Patching 25,000 Servers Without Breaking the Internet
Patching 25,000 Servers Without Breaking the Internet
The Wake-Up Call
March 2020. A critical security vulnerability lands—the kind that gets a CVE number and a scary name. Your infrastructure team has 72 hours to patch over 25,000 compute instances across 12 regions and hundreds of availability zones.
The vulnerability was in a core system library. Every instance needed an update. The patch couldn't wait for the next maintenance window. It couldn't wait for the weekend. It needed to happen now, and it needed to happen without taking down the services that millions of users depended on.
I was on the infrastructure team responsible for making this happen. We had 47 different service types, running on instance sizes ranging from t3.small to r5.24xlarge. Some services were stateless and could handle rolling restarts. Others maintained in-memory state and needed careful coordination. A few were single points of failure that required manual intervention.
The Deceptively Simple Plan
The initial design review lasted about 30 minutes:
- Use infrastructure-as-code tooling to orchestrate the rollout
- Deploy in waves across regions
- Leverage existing deployment tools
- Monitor and rollback if needed
The plan looked solid on the whiteboard. It didn't survive contact with reality.
Our initial estimate was 48 hours. The actual time: 11 days. Most of that was debugging, retrying, and recovering from partial failures.
When Infrastructure-as-Code Hits Its Limits
The CloudFormation Problem
CloudFormation handles rolling updates well for typical deployments. You specify an UpdatePolicy, set a batch size, and let AWS handle it. For 100 instances, it's elegant.
For 25,000 instances across a dozen regions? The elegance breaks down.
Resources:
AutoScalingGroup:
Type: AWS::AutoScaling::AutoScalingGroup
UpdatePolicy:
AutoScalingRollingUpdate:
MaxBatchSize: 10
MinInstancesInService: 95%
PauseTime: PT5M
WaitOnResourceSignals: true
SuspendProcesses:
- HealthCheck
- ReplaceUnhealthy
This configuration works, slowly, until you hit reality:
API throttling. CloudFormation makes dozens of API calls per instance update. At 25,000 instances, you're making hundreds of thousands of API calls. AWS rate limits kick in. Your stack update stalls. You can't even check status because DescribeStacks is also throttled.

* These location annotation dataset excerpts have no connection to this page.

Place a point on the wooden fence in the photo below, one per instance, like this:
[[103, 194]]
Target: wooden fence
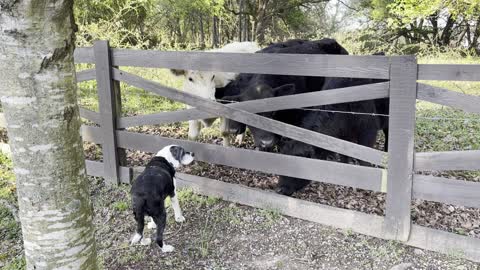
[[398, 176]]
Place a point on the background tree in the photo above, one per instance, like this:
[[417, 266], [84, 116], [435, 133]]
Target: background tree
[[38, 94]]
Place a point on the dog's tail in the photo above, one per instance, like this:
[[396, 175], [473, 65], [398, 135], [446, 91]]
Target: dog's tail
[[139, 204]]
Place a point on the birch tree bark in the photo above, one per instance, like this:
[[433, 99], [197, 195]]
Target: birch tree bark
[[38, 94]]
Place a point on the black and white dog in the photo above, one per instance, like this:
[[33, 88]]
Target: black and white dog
[[152, 187]]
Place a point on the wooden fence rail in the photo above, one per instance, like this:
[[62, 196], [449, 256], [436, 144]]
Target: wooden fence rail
[[310, 137], [375, 67], [326, 97], [3, 122]]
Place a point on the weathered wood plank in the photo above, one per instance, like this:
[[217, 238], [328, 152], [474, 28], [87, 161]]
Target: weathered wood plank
[[467, 103], [3, 121], [439, 189], [96, 168], [326, 97], [367, 178], [91, 134], [375, 67], [90, 115], [372, 225], [403, 85], [449, 72], [448, 161], [85, 75], [310, 137], [84, 55], [108, 111], [327, 215]]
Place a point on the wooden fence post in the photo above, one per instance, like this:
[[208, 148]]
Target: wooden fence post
[[109, 102], [403, 94]]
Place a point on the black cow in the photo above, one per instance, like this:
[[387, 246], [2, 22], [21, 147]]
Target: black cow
[[259, 86], [356, 128]]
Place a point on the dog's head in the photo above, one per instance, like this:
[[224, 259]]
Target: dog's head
[[176, 155]]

Stack update timeouts. CloudFormation stack updates have a default timeout. Large stacks with rolling updates can exceed it. When they do, the update fails, and now you have a partially-updated fleet with no clear rollback path.
Partial failure recovery. When an update fails midway, CloudFormation tries to roll back. But rolling back 12,000 already-updated instances is its own multi-hour operation. And sometimes the rollback itself fails.
Observability gaps. CloudFormation events don't give you enough visibility. "Instance update in progress" isn't useful when you need to know which specific instances are stuck.
The CodeDeploy Scaling Wall
Our deployment orchestration system had never been tested at this scale. It was designed for hundreds of deployments per day, not thousands of instances per hour.
Coordination overhead. The system tracked deployment state in a central database. Every instance update wrote to that database. At 25,000 instances, the database became the bottleneck. Write latency spiked from 5ms to 500ms. The deployment coordinator couldn't keep up.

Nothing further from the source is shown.